What being a feminist does mean:

- Most basically: advocacy for women's rights, in whatever capacity you find most effective and appropriate. This could mean donating to feminist organizations, participating in demonstrations, supporting or helping to write and implement policy that advances gender equality or punishes violence against women, or doing any of the things listed below. And you don't have to be a woman to do these things; my dad is one of my favorite feminists.

Initiating and participating in reasoned discussions about gender inequality/violence against women/street harassment/etc. at appropriate times, without making assumptions or being rude.
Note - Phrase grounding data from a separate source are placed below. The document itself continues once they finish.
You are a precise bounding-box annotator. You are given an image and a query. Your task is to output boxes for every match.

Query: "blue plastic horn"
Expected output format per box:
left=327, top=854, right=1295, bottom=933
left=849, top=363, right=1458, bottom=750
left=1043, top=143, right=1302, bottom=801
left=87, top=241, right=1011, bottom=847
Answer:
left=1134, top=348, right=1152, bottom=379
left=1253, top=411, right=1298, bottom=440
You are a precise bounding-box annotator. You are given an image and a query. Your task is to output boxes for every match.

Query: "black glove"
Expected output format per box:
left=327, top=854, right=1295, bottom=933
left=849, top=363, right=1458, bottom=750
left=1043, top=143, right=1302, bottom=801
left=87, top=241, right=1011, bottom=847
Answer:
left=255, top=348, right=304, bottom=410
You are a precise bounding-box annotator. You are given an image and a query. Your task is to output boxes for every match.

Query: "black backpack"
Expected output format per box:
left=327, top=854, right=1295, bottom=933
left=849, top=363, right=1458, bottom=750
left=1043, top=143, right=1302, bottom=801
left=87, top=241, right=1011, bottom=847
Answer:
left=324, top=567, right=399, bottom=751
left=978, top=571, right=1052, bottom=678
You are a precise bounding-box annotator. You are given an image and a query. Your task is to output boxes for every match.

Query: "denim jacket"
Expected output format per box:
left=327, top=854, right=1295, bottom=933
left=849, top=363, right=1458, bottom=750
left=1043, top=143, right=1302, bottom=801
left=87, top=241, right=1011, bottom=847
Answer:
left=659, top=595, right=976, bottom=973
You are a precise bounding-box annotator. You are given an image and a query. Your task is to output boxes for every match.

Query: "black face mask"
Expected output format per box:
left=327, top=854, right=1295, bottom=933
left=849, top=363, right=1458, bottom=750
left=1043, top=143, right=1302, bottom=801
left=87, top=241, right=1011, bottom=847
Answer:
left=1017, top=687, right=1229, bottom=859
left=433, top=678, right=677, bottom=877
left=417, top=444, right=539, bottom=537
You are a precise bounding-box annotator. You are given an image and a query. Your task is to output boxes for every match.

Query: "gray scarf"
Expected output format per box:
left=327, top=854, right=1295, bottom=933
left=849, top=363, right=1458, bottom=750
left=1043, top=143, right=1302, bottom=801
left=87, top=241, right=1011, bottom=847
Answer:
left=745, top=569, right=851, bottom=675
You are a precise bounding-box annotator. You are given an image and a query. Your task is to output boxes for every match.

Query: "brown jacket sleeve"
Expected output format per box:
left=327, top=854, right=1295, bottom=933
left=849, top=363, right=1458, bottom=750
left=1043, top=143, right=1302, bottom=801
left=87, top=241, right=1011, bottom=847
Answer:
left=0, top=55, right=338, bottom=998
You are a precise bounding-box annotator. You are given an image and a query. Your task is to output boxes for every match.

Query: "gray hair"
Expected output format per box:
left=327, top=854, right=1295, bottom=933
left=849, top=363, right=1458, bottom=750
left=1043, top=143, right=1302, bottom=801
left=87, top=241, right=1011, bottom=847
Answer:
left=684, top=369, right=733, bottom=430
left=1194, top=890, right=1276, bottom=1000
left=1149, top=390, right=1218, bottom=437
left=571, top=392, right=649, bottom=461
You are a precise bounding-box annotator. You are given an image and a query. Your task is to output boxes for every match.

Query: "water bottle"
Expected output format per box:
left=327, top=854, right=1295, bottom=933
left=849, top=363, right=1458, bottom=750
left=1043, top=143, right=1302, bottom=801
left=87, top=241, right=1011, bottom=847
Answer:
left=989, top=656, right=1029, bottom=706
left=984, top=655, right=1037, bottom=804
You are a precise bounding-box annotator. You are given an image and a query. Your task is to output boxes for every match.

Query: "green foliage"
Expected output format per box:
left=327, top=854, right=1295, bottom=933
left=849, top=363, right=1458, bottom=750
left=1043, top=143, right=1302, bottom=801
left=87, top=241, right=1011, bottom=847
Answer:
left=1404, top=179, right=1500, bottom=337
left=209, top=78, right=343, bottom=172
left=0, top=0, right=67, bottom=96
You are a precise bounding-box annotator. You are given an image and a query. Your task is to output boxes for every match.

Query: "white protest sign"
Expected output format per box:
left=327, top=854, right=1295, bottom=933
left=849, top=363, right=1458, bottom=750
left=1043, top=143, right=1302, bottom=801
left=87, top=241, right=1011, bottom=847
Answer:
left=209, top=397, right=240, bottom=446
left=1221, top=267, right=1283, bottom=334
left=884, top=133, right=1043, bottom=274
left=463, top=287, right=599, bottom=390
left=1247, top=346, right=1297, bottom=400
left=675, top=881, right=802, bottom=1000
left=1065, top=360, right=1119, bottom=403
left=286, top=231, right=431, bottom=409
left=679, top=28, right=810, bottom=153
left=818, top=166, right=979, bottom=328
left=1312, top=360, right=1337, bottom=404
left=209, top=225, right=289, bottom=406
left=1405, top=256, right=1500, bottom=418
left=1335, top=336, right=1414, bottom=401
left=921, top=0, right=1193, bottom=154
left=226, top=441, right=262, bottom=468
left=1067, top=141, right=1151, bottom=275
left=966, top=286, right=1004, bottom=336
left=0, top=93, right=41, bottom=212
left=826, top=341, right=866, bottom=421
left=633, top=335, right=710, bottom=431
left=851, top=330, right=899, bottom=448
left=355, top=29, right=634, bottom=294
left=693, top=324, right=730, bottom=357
Basically...like you would have any other normal adult conversation.

- Realizing that for some people, views about how women should be treated by men or bosses or the law are ingrained by the family and/or culture in which they grew up, and you are not going to change their mind by speaking more loudly, or telling them they are pigs. (Sometimes, people are pigs, and you can tell them so, obviously. Hopefully you can tell the difference).

- Not "just ignoring it" when men treat women (or if you are a woman, you), poorly. This means recognizing what it means to treat a woman "poorly." If a woman in your office is just as educated and does just as much work as you but makes less money, if a girl claims she was raped and her community and its law enforcement first question whether she is lying and consider evidence to that end before evidence supporting her claim, if a man yells anything at a woman when she is simply walking down the street, unless he's telling her to watch out for a hole in the road or a car or something...these are all things that are not OK and should not be ignored.

- Not making, and encouraging other people not to make, rape jokes or similar types of jokes that minimize demeaning or committing violence against women.

- Standing up for yourself if you are a woman and encouraging other women to stand up for themselves without guilt or fear.

Again, I'm not part of any kind of feminism-defining group that asked me to post this, it's just my opinion. I'm open to discussing it with you, if you want.